Upaya menurunkan durasi anak dalam menggunakan gadet tentu saja menghadapi beberapa hambatan yang muncul. Hambatan tersebut dapat berupa:
- Adanya prediktor psikososial, antara lain:
- Faktor individu; adanya kompleksitas yang mengharuskan anak untuk sering menggunakan gadget, yaitu kebijakan BDR (belajar dari rumah) sehingga harus membuka gadget untuk mengunduh materi, dan melaksanakan pembelajaran. Gadjet digunakan untuk melakukan komunikasi dengan teman dan orang lain karena pembatasan sosial. Gadget juga digunakan untuk urusan pekerjaan atau bisnis, mencari informasi ataupun sekedar untuk mencari hiburan. Jadi mau tidak mau aktifitas menggunakan gadget tidak dapat ditinggalkan.
- Anak yang cenderung keras kepala dan mengabaikan orang lain lebih sulit  diarahkan. Ia merasa aktifitas yang dilakukan adalah benar dan menyenangkan. Anak merasa nyaman dan kebutuhannya terpebuhi sehingga sulit untuk mengendalikan durasi menggunakan gadjet. Anak-anak introvert juga akan merasa lebih nyaman menyendiri dengan gadget daripada bersosialisasi dengan orang lain.
- Kapasitas intelektual anak juga mempengaruhi keberhasilan usaha mengendalikan pemakaian gadget. Masing-masing memiliki pengaruh yang kuat, anak dengan kemampuan yang rendah, kurang memiliki kreatifitas untuk menciptakan kegiatan lain yang lebih bermanfaat, cenderung monoton dengan kegiatan yang sudah dilakukan dan mudah terpengaruh oleh  situasi atau ajakan tertentu ( bahayanya ajakan tersebut adalah mengarah pada hal yang buruk, seperti cyber bullying, tindakan asusila dan lainnya). Kemampuan kognitif yang lebih membuat anak memiliki keinginan lebih untuk secara terus menerus tanpa mengenal waktu, mencapai tujuan, harapan dan apa yang diangankan. Di sisi lain, anak dengan gangguan kognitif akan lambat dalam menerima informasi atau edukasi mengenai perilaku menggunakan gadget.
- Anak kurang memiliki motivasi untuk merubah perilaku pemakaian gadget disebabkan oleh adanya rasa takut akan kesepian, tidak memiliki teman ataupun tidak memiliki kegiatan. Kurangnya pemahaman anak tentang bahaya kecanduan gadget juga kurang memunculkan motivasi untuk berubah.
- Faktor demografis individu, yaitu status sosial ekonomi menengah ke atas seringkali menghambat upaya menurunkan durasi pemakaian gadget. Menurut anak, pola penggunaan  gadget  sehari-hari sudah biasa bagi dirinya. Dibutuhkan untuk menjalin komunikasi dan sebagai hiburan yang itu tidak bisa didapatkan atau dilakukan oleh mereka yang berada pada sosial ekonomi bawah.

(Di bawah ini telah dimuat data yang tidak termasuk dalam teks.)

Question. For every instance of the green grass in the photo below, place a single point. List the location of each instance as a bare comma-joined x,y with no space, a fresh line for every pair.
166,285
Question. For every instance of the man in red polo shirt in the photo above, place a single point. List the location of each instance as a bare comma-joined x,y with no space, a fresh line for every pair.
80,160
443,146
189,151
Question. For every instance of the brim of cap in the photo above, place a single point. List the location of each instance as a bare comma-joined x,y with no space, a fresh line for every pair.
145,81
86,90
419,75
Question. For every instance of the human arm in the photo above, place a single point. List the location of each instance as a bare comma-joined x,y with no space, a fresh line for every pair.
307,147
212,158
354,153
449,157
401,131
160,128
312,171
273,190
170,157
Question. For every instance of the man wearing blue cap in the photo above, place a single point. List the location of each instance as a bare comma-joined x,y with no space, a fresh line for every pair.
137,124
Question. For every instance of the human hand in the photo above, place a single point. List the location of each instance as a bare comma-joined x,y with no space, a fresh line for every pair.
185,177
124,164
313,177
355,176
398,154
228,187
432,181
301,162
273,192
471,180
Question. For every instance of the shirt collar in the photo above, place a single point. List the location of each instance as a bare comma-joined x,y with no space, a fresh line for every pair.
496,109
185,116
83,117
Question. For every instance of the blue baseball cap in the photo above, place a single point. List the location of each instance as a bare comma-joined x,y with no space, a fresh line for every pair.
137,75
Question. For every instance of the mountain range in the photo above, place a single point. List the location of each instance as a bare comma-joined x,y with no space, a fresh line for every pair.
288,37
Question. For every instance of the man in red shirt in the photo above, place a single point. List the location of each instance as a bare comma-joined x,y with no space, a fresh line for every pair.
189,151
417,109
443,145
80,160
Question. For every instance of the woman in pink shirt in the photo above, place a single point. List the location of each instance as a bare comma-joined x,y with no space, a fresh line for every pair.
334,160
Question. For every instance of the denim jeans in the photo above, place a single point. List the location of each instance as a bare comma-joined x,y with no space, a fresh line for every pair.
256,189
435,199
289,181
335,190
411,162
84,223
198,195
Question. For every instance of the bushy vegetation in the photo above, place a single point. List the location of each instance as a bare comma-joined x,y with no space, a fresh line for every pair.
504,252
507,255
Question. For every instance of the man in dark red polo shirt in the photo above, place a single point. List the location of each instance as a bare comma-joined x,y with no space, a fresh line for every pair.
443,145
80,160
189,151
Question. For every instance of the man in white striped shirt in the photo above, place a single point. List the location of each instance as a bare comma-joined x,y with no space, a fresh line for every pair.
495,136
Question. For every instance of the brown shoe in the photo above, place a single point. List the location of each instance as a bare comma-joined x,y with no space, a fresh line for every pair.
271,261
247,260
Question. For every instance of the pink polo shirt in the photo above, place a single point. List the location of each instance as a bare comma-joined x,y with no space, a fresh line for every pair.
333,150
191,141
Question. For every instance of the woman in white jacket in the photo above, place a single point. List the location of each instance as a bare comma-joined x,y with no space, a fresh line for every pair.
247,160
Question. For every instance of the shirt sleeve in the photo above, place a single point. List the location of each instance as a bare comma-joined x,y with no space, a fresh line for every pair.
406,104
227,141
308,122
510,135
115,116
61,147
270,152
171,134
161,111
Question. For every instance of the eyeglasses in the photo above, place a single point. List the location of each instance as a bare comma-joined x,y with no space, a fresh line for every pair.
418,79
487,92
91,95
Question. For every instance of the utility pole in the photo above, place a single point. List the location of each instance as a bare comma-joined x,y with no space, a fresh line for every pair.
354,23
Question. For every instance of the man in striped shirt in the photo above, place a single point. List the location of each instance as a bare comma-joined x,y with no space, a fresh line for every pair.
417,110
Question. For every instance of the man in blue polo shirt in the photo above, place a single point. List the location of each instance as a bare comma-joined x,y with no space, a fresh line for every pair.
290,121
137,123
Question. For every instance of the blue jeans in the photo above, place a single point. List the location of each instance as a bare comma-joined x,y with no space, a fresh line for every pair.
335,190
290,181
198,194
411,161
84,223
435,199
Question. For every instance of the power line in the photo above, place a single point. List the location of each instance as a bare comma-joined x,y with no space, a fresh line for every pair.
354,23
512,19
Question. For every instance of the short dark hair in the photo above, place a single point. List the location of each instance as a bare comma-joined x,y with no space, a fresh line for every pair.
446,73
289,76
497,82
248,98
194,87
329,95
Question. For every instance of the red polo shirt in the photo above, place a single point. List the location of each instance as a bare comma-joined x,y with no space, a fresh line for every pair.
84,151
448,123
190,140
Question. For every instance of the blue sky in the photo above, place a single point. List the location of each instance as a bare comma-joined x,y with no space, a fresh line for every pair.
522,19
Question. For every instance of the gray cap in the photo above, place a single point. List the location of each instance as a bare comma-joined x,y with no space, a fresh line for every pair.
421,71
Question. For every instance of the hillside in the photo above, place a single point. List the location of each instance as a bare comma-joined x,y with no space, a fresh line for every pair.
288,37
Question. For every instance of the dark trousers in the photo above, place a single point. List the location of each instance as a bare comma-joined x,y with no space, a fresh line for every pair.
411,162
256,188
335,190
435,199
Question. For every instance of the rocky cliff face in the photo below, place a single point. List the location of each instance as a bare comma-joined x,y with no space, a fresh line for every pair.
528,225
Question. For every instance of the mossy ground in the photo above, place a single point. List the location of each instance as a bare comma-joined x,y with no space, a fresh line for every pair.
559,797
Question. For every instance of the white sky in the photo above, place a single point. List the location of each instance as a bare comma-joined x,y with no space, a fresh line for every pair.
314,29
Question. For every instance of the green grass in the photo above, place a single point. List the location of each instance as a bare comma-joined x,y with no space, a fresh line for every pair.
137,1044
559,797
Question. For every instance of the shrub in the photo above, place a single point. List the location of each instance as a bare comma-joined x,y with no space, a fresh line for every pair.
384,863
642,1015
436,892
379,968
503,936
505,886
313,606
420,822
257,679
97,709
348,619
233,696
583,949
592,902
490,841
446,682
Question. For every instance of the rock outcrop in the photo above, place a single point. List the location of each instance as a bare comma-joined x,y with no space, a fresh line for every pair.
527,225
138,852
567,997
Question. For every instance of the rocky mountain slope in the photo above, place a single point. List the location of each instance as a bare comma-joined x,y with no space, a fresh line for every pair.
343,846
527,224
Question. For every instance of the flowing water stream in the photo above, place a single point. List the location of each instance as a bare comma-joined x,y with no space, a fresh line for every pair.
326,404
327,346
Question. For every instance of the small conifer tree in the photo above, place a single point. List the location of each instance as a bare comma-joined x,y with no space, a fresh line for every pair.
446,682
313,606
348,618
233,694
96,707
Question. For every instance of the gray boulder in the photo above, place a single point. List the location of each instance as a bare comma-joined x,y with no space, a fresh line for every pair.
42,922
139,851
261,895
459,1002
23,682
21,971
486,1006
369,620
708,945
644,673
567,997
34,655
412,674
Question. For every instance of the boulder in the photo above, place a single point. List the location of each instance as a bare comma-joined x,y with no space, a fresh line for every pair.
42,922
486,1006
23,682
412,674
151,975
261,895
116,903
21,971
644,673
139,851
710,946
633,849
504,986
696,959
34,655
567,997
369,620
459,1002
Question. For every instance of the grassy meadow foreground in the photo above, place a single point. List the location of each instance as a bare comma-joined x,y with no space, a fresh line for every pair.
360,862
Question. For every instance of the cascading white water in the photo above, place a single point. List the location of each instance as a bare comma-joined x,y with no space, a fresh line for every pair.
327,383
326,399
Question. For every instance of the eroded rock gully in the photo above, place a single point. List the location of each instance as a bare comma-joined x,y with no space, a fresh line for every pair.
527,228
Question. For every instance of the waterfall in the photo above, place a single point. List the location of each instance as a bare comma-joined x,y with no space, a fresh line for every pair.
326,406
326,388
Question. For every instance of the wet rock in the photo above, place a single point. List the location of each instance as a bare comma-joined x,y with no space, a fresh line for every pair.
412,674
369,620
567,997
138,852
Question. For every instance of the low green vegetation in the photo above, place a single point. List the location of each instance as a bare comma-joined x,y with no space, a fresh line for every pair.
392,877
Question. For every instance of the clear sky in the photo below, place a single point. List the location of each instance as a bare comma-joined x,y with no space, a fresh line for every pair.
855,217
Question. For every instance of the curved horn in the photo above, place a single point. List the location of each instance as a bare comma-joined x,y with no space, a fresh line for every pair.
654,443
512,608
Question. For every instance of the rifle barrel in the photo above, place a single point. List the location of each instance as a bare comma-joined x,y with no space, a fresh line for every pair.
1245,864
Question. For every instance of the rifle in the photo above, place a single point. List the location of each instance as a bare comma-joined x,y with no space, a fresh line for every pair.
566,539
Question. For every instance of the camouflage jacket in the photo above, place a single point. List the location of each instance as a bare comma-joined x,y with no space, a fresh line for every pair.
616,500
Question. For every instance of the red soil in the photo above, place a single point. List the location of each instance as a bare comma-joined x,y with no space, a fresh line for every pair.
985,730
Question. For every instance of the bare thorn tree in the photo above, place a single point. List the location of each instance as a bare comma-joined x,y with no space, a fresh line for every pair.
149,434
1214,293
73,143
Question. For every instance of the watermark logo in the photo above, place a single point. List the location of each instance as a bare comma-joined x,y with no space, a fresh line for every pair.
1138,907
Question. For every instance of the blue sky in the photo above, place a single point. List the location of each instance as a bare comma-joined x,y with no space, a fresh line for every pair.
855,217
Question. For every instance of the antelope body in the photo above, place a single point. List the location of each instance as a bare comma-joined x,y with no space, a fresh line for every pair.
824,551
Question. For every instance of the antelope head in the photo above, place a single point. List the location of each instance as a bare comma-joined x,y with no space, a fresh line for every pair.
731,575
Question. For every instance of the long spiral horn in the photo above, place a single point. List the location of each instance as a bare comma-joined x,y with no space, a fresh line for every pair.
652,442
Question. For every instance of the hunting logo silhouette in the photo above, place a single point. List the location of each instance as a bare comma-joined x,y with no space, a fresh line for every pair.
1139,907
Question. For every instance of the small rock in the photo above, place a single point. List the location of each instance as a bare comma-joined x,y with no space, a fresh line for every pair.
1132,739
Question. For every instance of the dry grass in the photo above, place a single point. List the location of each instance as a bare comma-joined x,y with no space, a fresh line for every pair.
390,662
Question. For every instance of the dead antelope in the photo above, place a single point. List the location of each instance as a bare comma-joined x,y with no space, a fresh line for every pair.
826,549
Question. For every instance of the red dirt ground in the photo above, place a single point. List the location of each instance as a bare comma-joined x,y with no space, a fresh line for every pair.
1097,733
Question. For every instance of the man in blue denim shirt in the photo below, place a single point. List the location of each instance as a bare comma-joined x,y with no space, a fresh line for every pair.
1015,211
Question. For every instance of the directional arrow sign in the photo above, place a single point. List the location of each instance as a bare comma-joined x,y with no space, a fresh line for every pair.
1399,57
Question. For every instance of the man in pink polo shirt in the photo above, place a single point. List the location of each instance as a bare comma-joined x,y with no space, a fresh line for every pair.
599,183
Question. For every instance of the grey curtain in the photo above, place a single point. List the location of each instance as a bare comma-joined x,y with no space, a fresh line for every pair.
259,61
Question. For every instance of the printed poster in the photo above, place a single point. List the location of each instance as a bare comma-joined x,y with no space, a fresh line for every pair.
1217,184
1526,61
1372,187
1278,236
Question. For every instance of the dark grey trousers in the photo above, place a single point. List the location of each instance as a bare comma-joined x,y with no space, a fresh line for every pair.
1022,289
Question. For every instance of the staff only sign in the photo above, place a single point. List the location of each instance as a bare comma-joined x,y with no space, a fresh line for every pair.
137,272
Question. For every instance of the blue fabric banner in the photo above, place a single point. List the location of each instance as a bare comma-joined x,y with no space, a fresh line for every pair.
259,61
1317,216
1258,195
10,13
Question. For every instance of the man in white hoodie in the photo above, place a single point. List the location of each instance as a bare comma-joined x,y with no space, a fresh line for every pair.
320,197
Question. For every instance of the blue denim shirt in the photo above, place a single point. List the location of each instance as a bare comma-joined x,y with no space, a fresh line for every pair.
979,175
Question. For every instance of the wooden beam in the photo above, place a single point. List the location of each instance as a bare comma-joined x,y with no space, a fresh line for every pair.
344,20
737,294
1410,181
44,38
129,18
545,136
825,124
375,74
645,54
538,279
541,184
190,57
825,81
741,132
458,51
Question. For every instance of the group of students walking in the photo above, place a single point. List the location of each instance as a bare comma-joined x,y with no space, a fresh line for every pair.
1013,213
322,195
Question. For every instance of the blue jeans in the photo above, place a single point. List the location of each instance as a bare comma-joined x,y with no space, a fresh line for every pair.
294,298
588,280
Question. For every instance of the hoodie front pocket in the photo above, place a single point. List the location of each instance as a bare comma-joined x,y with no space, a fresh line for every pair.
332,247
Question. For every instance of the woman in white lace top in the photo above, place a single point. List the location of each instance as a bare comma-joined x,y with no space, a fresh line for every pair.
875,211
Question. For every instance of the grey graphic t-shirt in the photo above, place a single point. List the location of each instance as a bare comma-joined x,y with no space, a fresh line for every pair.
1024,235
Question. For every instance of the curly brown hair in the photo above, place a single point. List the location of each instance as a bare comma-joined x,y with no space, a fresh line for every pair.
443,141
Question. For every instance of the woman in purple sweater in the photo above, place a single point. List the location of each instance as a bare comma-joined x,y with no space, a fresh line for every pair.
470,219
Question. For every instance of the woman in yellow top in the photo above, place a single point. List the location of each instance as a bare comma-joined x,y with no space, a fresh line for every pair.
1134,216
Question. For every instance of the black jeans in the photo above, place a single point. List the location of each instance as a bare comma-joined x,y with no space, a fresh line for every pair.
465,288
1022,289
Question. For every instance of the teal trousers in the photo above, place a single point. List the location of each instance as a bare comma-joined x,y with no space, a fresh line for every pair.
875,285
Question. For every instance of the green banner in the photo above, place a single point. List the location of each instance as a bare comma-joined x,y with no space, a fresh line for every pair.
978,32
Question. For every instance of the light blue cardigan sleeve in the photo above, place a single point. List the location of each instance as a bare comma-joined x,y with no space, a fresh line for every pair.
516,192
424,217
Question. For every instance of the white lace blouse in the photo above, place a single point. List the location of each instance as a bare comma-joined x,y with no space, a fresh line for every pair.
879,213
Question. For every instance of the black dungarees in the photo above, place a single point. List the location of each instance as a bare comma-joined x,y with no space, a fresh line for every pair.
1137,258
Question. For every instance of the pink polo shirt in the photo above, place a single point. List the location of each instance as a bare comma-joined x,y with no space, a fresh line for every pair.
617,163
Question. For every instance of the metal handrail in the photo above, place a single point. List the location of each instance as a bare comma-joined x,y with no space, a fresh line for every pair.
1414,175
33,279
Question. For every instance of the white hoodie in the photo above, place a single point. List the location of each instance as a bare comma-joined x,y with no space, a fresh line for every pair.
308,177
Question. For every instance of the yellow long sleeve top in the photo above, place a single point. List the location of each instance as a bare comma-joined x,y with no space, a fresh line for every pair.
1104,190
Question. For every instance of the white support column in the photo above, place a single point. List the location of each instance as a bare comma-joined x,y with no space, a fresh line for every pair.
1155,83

- Faktor interpersonal, seperti kualitas hubungan antara anak dengan orang orang disekitarnya juga akan berpengaruh. Orang tua yang sibuk dengan pekerjaan dan tidak memiliki waktu cukup untuk mendampingi anak, orang tua yang kurang peduli dengan keadaan anak, orang tua yang kurang faham terhadap bahayanya kecanduan gadget akan menjadi penyulit usaha untuk menurunkan penggunaan gadget. Anak menjadi tidak memiliki pilihan aktifitas selain sebagian waktunya dihabiskan dengan bermain gadget. Dengan kata lain dalam hal ini tidak ada dukungan sosial untuk anak.
- Pengaruh perkembangan, masa anak-anak dan remaja memiliki keingintahuan yang besar, butuh membina hubungan sosial dengan teman sebaya yang lebih luas berdampak pada eksplorasi terhadap gadget beserta segala macam fitur yang ada. Hal tersebut dilakukan tanpa ada pertimbangan dari segi waktu, dan manfaat serta bahaya yang ditimbulkan. Perkembangan emosi yang belum matang juga membuat anak kurang dapat menerima edukasi yang diberikan, cenderung ingin menuruti kemauan yang muncul dari dalam dirinya dan akan menjadi emosional manakala tidak sesuai dengan yang diharapkan.
- Budaya, perilaku dan kesehatan, dimana adanya keyakinan pada diri anak bahwa ketika mereka tidak mengakses gadget maka mereka akan diabaikan oleh teman---temannya. Keyakinan sebagian masyarakat bahwa mereka yang memiliki gadget dan menggunakan secara intens dianggap orang yang intelek, terpandang dan maju.